Cheap organometal halide device overcomes problem that has dogged other low-cost solar cells
A new candidate has emerged for a low-cost photovoltaic cell, based on an inert alumina scaffold coated with a highly crystalline organometal halide. Early versions of the solar cell show that it can convert almost 11% of light energy into electrical energy, with the prospect of much higher efficiencies.

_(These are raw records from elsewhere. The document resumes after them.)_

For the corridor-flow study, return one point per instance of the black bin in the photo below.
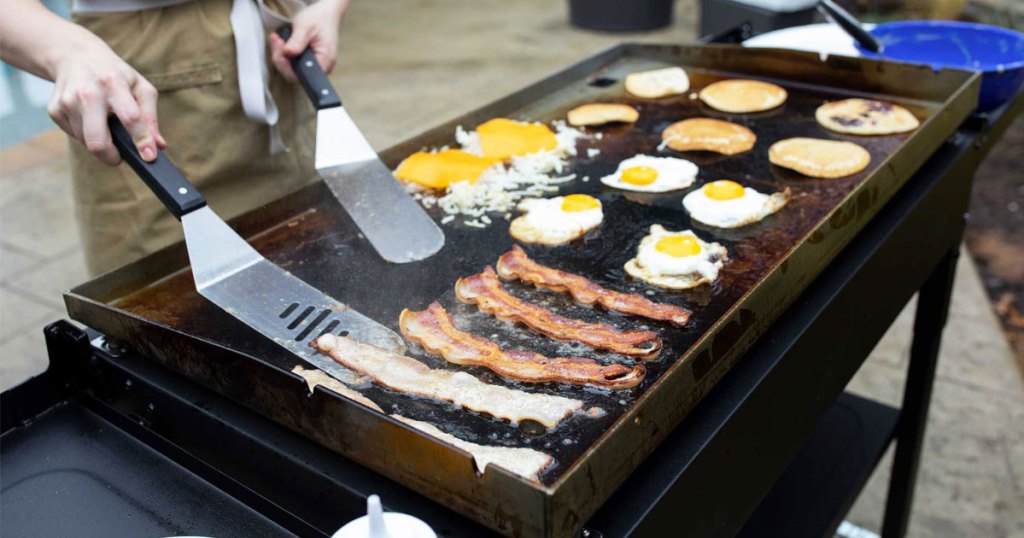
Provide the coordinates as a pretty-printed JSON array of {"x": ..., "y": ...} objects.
[{"x": 621, "y": 15}]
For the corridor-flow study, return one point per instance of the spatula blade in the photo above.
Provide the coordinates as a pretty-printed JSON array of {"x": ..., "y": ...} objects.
[
  {"x": 394, "y": 223},
  {"x": 231, "y": 275}
]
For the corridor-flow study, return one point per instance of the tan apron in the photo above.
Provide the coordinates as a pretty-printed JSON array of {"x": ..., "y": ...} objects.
[{"x": 187, "y": 52}]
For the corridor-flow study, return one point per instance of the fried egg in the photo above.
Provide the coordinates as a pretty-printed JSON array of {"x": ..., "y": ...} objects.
[
  {"x": 652, "y": 174},
  {"x": 502, "y": 138},
  {"x": 438, "y": 170},
  {"x": 556, "y": 220},
  {"x": 676, "y": 260},
  {"x": 728, "y": 204}
]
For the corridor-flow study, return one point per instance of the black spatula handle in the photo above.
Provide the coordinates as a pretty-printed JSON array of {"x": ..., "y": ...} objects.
[
  {"x": 850, "y": 25},
  {"x": 311, "y": 76},
  {"x": 161, "y": 175}
]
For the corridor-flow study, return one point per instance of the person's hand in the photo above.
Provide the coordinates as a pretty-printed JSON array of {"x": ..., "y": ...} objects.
[
  {"x": 90, "y": 84},
  {"x": 315, "y": 27}
]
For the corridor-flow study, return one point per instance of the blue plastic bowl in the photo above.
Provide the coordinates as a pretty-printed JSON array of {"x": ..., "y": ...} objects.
[{"x": 996, "y": 52}]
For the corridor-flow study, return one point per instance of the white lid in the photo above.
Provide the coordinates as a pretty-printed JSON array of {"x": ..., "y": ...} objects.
[
  {"x": 779, "y": 6},
  {"x": 824, "y": 38},
  {"x": 378, "y": 524}
]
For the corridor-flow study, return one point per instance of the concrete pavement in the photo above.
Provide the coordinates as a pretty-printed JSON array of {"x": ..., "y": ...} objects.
[{"x": 407, "y": 66}]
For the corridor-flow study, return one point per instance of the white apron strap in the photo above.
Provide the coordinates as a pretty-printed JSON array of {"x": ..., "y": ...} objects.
[{"x": 250, "y": 24}]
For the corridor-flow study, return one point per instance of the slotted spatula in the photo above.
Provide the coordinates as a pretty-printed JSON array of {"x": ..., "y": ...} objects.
[
  {"x": 394, "y": 223},
  {"x": 231, "y": 275}
]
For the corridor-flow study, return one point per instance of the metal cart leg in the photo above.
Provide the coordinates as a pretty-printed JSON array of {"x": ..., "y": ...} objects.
[{"x": 933, "y": 309}]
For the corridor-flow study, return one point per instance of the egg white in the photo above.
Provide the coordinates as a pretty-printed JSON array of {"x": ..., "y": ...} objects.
[
  {"x": 545, "y": 221},
  {"x": 750, "y": 208},
  {"x": 673, "y": 174},
  {"x": 676, "y": 273}
]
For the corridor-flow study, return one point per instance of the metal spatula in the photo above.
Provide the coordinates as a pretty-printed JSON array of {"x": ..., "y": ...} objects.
[
  {"x": 394, "y": 223},
  {"x": 231, "y": 275}
]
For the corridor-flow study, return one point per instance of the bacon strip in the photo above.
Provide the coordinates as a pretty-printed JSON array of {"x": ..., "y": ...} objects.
[
  {"x": 485, "y": 290},
  {"x": 528, "y": 463},
  {"x": 522, "y": 461},
  {"x": 516, "y": 264},
  {"x": 434, "y": 330},
  {"x": 406, "y": 374}
]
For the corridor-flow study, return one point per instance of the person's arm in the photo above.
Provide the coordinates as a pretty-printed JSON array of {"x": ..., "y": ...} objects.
[
  {"x": 316, "y": 27},
  {"x": 91, "y": 81}
]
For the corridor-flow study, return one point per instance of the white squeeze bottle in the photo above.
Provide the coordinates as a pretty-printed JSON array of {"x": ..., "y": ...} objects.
[{"x": 378, "y": 524}]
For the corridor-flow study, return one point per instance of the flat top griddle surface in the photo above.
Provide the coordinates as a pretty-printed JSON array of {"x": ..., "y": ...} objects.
[{"x": 321, "y": 245}]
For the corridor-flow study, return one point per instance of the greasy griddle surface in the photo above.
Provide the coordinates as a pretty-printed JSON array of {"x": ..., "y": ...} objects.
[{"x": 321, "y": 247}]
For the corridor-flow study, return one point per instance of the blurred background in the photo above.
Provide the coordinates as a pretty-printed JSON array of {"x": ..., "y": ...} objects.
[{"x": 406, "y": 66}]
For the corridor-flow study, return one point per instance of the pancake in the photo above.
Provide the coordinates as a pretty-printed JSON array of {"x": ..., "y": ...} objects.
[
  {"x": 601, "y": 113},
  {"x": 708, "y": 134},
  {"x": 741, "y": 96},
  {"x": 818, "y": 158},
  {"x": 865, "y": 117},
  {"x": 657, "y": 83}
]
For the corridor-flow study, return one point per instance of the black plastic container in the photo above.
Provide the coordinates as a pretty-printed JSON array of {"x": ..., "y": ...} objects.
[{"x": 621, "y": 15}]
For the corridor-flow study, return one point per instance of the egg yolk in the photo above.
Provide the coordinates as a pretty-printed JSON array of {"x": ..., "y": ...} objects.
[
  {"x": 437, "y": 170},
  {"x": 678, "y": 246},
  {"x": 723, "y": 190},
  {"x": 502, "y": 138},
  {"x": 639, "y": 175},
  {"x": 577, "y": 203}
]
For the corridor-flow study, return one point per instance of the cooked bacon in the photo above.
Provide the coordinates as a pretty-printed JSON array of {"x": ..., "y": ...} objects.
[
  {"x": 516, "y": 264},
  {"x": 434, "y": 330},
  {"x": 485, "y": 290},
  {"x": 522, "y": 461},
  {"x": 406, "y": 374}
]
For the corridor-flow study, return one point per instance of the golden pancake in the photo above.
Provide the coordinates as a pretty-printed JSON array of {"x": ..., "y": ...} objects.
[
  {"x": 741, "y": 96},
  {"x": 708, "y": 134},
  {"x": 601, "y": 113},
  {"x": 818, "y": 158},
  {"x": 865, "y": 117},
  {"x": 657, "y": 83}
]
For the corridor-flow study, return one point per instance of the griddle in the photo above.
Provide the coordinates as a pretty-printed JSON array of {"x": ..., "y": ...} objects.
[{"x": 152, "y": 306}]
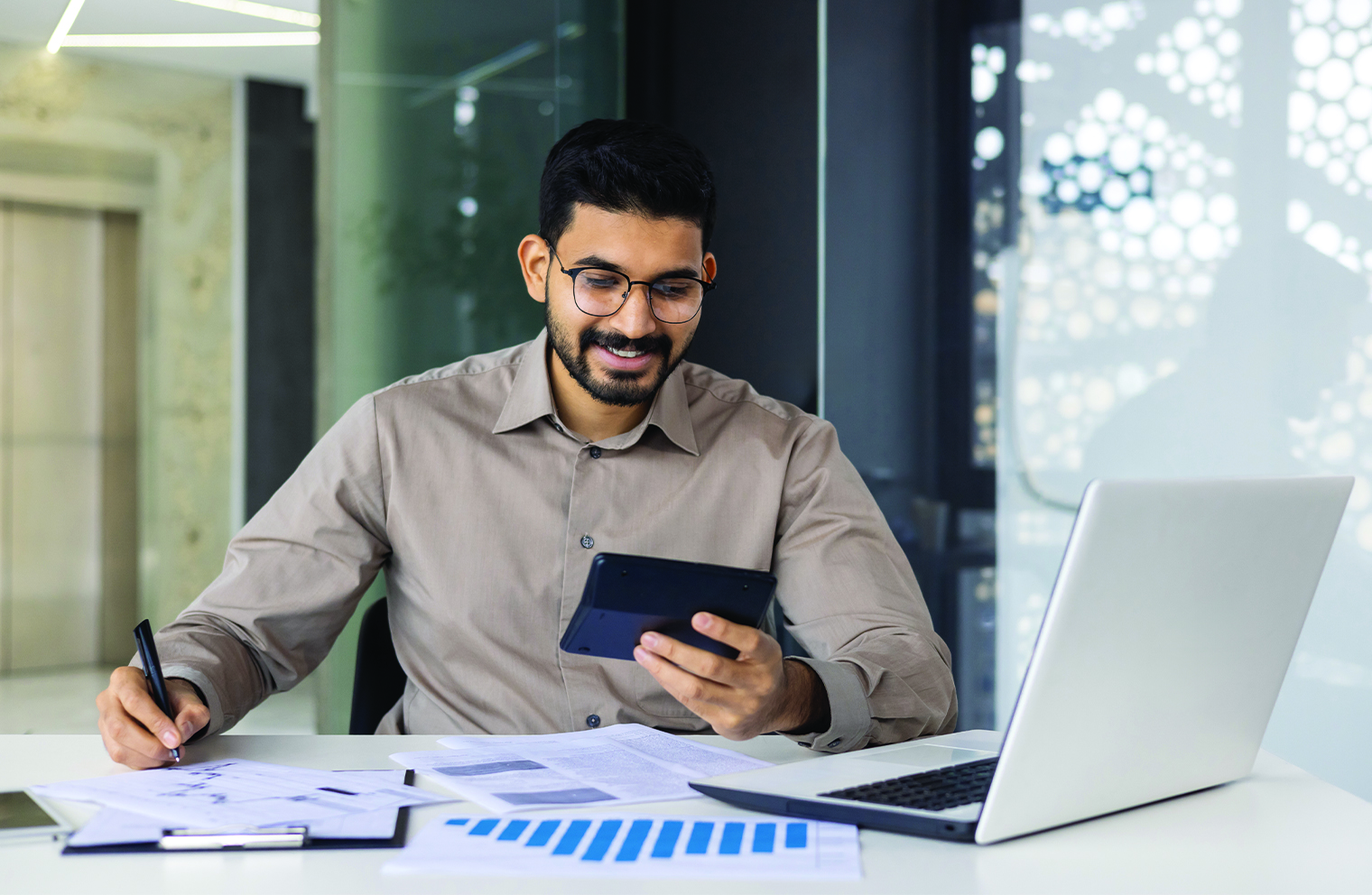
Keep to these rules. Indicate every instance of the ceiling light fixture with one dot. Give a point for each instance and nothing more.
(261, 10)
(69, 16)
(254, 39)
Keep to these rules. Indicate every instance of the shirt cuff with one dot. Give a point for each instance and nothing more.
(202, 683)
(849, 720)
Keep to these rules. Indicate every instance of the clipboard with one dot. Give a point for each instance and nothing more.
(250, 839)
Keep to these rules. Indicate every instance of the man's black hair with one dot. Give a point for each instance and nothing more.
(623, 166)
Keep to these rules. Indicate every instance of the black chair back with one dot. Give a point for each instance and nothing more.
(379, 680)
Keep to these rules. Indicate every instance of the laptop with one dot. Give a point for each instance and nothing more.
(1163, 649)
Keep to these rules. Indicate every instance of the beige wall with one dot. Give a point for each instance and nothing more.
(100, 134)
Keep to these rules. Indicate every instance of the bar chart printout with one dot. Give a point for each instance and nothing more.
(604, 844)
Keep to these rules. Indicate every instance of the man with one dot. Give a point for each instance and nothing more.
(486, 487)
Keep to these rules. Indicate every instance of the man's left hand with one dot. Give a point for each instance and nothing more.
(757, 692)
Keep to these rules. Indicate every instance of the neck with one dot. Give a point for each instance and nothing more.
(585, 416)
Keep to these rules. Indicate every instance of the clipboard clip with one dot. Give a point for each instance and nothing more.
(234, 837)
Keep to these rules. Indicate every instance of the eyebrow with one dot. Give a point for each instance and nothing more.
(596, 261)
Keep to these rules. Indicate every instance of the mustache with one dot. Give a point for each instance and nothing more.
(608, 338)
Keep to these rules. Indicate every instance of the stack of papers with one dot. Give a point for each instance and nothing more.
(616, 765)
(601, 844)
(237, 792)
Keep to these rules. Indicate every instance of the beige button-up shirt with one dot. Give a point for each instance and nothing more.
(485, 512)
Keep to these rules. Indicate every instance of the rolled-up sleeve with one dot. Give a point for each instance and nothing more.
(851, 599)
(292, 577)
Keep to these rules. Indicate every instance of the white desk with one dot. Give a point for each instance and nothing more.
(1277, 831)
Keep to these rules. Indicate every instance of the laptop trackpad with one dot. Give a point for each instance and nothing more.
(925, 755)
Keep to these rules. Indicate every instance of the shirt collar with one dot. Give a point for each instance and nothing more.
(532, 398)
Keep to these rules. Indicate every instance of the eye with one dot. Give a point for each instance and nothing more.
(601, 280)
(677, 290)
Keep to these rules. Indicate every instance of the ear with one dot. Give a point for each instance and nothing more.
(534, 256)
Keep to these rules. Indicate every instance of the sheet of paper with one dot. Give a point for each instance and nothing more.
(622, 763)
(604, 844)
(239, 792)
(111, 826)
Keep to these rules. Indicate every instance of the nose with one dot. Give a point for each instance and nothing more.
(635, 317)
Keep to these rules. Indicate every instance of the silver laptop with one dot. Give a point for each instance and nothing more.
(1165, 641)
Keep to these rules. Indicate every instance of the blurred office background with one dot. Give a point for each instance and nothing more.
(1005, 245)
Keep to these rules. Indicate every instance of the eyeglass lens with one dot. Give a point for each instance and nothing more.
(603, 292)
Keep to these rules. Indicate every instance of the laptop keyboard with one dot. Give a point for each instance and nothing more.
(929, 789)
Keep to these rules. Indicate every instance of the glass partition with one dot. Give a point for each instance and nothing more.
(435, 119)
(1189, 296)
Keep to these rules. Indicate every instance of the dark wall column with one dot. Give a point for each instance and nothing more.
(280, 288)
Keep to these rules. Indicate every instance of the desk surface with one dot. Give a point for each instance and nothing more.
(1276, 831)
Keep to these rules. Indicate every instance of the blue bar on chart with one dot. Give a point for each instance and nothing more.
(542, 834)
(635, 840)
(600, 844)
(731, 840)
(572, 837)
(667, 837)
(665, 847)
(699, 842)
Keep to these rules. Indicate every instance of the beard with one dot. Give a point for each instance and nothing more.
(619, 388)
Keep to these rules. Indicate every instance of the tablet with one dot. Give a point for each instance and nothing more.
(627, 595)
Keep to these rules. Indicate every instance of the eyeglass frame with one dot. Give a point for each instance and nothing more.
(707, 284)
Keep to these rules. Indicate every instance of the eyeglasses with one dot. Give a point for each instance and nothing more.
(604, 292)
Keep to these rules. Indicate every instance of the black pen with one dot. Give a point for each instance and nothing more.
(153, 672)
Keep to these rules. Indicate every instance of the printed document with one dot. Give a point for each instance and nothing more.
(622, 763)
(239, 792)
(604, 844)
(113, 826)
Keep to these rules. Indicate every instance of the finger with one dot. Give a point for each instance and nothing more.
(139, 704)
(700, 662)
(689, 689)
(191, 715)
(749, 641)
(126, 741)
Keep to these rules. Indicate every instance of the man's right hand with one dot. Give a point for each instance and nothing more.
(136, 732)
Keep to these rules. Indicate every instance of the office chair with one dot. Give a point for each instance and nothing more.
(379, 680)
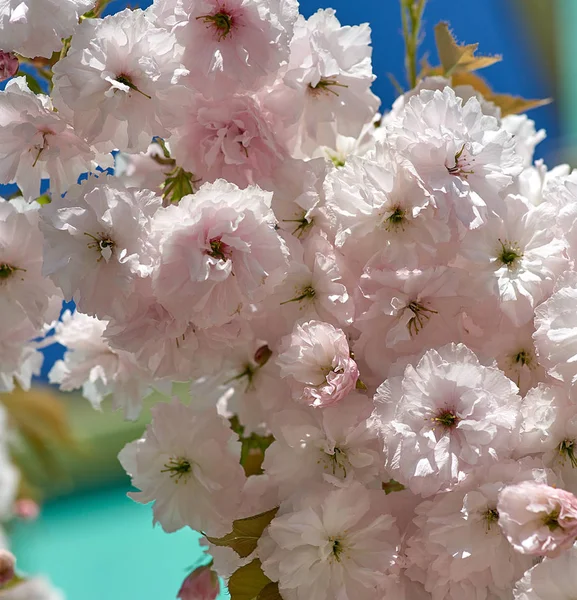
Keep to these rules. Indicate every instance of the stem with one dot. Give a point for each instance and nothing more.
(411, 17)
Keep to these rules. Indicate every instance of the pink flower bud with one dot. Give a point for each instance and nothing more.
(26, 509)
(201, 584)
(7, 565)
(8, 65)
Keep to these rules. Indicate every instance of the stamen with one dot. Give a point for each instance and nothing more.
(7, 270)
(447, 419)
(509, 253)
(459, 168)
(419, 318)
(567, 450)
(221, 21)
(325, 85)
(178, 468)
(307, 292)
(125, 80)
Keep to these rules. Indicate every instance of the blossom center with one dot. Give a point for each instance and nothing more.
(523, 358)
(463, 164)
(396, 219)
(491, 516)
(127, 81)
(6, 271)
(177, 467)
(325, 87)
(421, 314)
(336, 461)
(303, 224)
(103, 244)
(221, 22)
(446, 418)
(306, 292)
(337, 548)
(218, 249)
(566, 450)
(509, 254)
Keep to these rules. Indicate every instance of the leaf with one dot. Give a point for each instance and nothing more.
(392, 486)
(270, 592)
(32, 82)
(248, 582)
(245, 533)
(513, 105)
(455, 57)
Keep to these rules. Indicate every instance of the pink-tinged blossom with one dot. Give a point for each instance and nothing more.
(219, 253)
(457, 550)
(549, 430)
(37, 143)
(317, 361)
(187, 464)
(465, 157)
(378, 203)
(119, 80)
(325, 90)
(314, 289)
(91, 364)
(556, 334)
(97, 243)
(201, 584)
(334, 444)
(143, 170)
(9, 65)
(516, 257)
(405, 311)
(444, 418)
(233, 139)
(512, 347)
(327, 542)
(165, 346)
(32, 28)
(538, 519)
(230, 44)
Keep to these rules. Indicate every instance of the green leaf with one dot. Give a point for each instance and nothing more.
(32, 82)
(245, 533)
(392, 486)
(270, 592)
(459, 57)
(248, 582)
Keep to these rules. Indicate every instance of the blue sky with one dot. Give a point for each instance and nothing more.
(492, 23)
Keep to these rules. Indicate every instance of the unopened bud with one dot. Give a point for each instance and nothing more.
(7, 565)
(26, 509)
(262, 355)
(201, 584)
(8, 65)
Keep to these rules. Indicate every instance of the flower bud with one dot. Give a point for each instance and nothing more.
(8, 65)
(7, 565)
(262, 355)
(201, 584)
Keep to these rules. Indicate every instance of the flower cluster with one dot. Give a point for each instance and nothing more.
(362, 327)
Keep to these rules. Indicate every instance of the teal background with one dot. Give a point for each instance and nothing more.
(101, 546)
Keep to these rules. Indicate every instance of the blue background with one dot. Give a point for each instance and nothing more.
(101, 545)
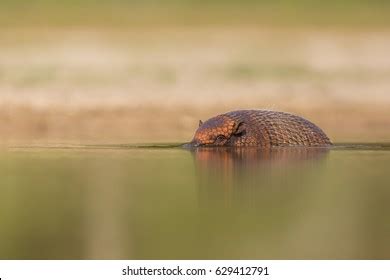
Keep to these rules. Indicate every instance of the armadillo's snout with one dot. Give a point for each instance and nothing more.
(192, 144)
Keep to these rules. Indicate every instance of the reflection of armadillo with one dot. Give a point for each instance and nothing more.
(259, 128)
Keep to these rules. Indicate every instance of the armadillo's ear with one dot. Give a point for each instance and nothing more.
(240, 129)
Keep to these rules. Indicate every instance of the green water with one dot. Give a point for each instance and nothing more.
(164, 202)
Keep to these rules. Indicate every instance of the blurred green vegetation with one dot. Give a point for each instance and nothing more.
(121, 13)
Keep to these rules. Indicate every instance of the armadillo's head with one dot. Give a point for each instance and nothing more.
(218, 131)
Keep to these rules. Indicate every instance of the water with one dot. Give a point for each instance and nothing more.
(165, 202)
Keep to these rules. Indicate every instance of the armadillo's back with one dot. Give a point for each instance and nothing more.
(272, 128)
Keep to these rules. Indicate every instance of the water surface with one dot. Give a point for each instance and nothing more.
(164, 202)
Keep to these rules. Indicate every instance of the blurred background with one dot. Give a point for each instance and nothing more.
(93, 71)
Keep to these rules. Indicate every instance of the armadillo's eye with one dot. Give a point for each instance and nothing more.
(220, 138)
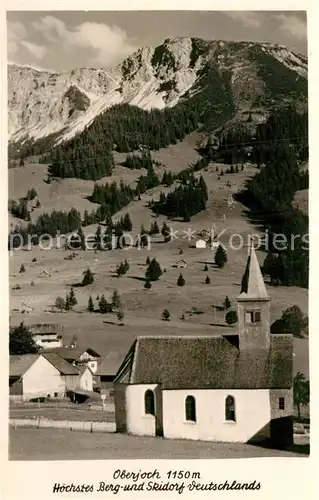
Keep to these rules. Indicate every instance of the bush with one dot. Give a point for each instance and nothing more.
(166, 315)
(292, 321)
(220, 256)
(181, 280)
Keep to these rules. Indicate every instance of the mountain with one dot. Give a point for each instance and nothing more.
(226, 80)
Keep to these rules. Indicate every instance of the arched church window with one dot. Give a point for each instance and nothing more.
(190, 408)
(149, 402)
(230, 413)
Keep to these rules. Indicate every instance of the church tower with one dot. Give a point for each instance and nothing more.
(253, 308)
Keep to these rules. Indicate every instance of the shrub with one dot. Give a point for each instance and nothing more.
(153, 271)
(220, 256)
(60, 303)
(104, 306)
(181, 280)
(88, 277)
(90, 307)
(166, 315)
(231, 317)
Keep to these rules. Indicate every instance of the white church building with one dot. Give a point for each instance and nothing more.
(231, 388)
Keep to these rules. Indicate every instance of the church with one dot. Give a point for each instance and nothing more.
(230, 388)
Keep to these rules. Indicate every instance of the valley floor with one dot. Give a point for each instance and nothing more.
(57, 444)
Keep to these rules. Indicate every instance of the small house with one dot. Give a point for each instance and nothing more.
(181, 263)
(107, 370)
(32, 376)
(47, 335)
(200, 243)
(78, 356)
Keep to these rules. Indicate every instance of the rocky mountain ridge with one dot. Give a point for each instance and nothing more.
(259, 75)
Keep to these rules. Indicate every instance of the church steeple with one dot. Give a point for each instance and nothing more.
(252, 284)
(253, 308)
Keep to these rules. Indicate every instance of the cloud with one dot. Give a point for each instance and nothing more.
(107, 43)
(292, 25)
(39, 51)
(15, 31)
(249, 19)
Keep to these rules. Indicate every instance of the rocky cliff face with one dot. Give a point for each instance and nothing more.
(260, 75)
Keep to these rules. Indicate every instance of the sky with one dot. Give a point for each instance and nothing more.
(62, 41)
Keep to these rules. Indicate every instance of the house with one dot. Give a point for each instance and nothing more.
(200, 243)
(33, 376)
(47, 335)
(107, 371)
(70, 375)
(25, 309)
(181, 263)
(46, 375)
(235, 388)
(78, 356)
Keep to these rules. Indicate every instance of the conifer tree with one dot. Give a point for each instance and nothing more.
(60, 303)
(67, 303)
(231, 317)
(120, 315)
(82, 238)
(220, 256)
(90, 307)
(21, 341)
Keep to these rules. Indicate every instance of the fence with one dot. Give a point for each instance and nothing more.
(42, 423)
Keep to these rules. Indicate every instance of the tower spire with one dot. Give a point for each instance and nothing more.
(252, 285)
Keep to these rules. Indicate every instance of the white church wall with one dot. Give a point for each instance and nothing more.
(252, 415)
(138, 422)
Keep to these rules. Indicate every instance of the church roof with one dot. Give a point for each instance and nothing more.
(207, 363)
(253, 286)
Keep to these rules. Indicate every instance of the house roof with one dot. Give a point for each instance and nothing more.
(72, 353)
(19, 364)
(82, 368)
(60, 364)
(110, 364)
(46, 328)
(253, 286)
(207, 363)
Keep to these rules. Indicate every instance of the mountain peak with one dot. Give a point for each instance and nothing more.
(246, 74)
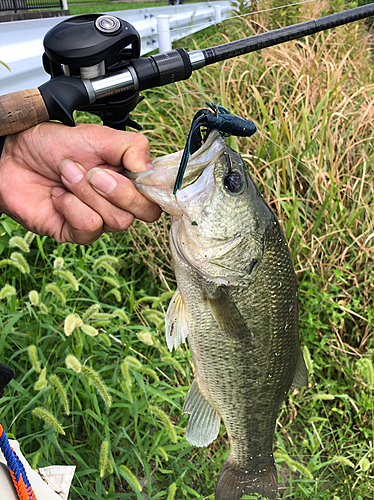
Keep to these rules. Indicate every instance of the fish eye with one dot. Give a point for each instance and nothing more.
(233, 182)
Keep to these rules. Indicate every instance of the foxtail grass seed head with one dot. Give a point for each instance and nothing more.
(151, 373)
(29, 237)
(108, 267)
(33, 357)
(89, 330)
(17, 241)
(43, 308)
(58, 263)
(104, 338)
(53, 289)
(133, 362)
(69, 324)
(171, 492)
(163, 453)
(343, 461)
(78, 321)
(127, 390)
(91, 311)
(42, 382)
(49, 419)
(21, 261)
(9, 262)
(166, 421)
(99, 384)
(126, 373)
(120, 313)
(366, 368)
(308, 361)
(130, 478)
(73, 363)
(111, 281)
(7, 291)
(69, 277)
(103, 458)
(59, 388)
(364, 464)
(34, 297)
(323, 397)
(35, 460)
(116, 294)
(105, 259)
(145, 337)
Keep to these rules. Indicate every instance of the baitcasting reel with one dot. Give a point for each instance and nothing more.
(90, 46)
(95, 66)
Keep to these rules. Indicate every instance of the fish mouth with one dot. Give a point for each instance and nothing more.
(158, 184)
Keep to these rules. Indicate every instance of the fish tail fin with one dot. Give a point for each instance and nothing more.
(235, 481)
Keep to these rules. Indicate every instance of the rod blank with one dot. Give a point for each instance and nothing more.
(282, 35)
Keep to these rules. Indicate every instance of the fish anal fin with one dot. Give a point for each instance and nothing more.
(176, 322)
(228, 316)
(234, 482)
(204, 422)
(301, 374)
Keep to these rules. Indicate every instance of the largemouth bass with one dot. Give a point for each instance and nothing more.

The search for new solar cell technologies is intense, with efforts aimed at finding alternatives to systems based on semiconductors such as silicon or gallium arsenide. These work at an efficiency of around 25%, but are expensive and tricky to process. Dye-sensitised solar cells (DSSC), in which an electron-rich dye absorbs light and ejects electrons, cost less and are easier to process, but efficiencies are struggling to exceed around 12%. Now, a team led by Henry Snaith at the University of Oxford, UK, believes it may have found a credible alternative.
In DSSC systems, the electrons from the dye absorber are passed to a conducting electrode made from titanium dioxide. It is the TiO2, says Snaith, that is a key weak link in the quest for greater efficiency. ‘The titanium–oxygen bonds at the surface cannot maintain the same order as in the bulk crystal, giving rise to a range of species such as OH groups and titanium cations,’ says Snaith. This results in an energetically ‘bumpy’ landscape at the surface, where electrons can tumble into pits and troughs, becoming trapped and unable to do useful work.
Snaith’s team has been looking at a new type of absorber – highly crystalline organometal halide semiconductors belonging to the perovskite class of structures. The team showed that their material, methylammonium lead iodide chloride, was an efficient absorber of light energy. Intriguingly, the material is also a good charge conductor – making the presence TiO2 redundant. Instead, the perovskite can be crystallised as a thin film over the surface of a porous Al2 O3 scaffold, which is an electrical insulator. Free electrons generated in the perovskite are transported directly to an electrode.
The system generates a high voltage and, importantly, has low energy losses. ‘Because it is energy loss that sets the fundamental efficiency of photovoltaic devices, our system has high potential for a significantly increased efficiency,’ says Snaith, adding that the components are less expensive than for DSSC.
Photovoltaics expert Lane Martin from the University of Illinois in the US describes the work as ‘exciting’. Martin says: ‘The material of interest shows strong absorption of sunlight across the most important range of wavelengths, efficient transport of charge and the ability to withstand prolonged exposure to light. Overall the work in these different materials systems is important and shows that there are a number of materials beyond the traditional systems that have potential for alternative energy applications.’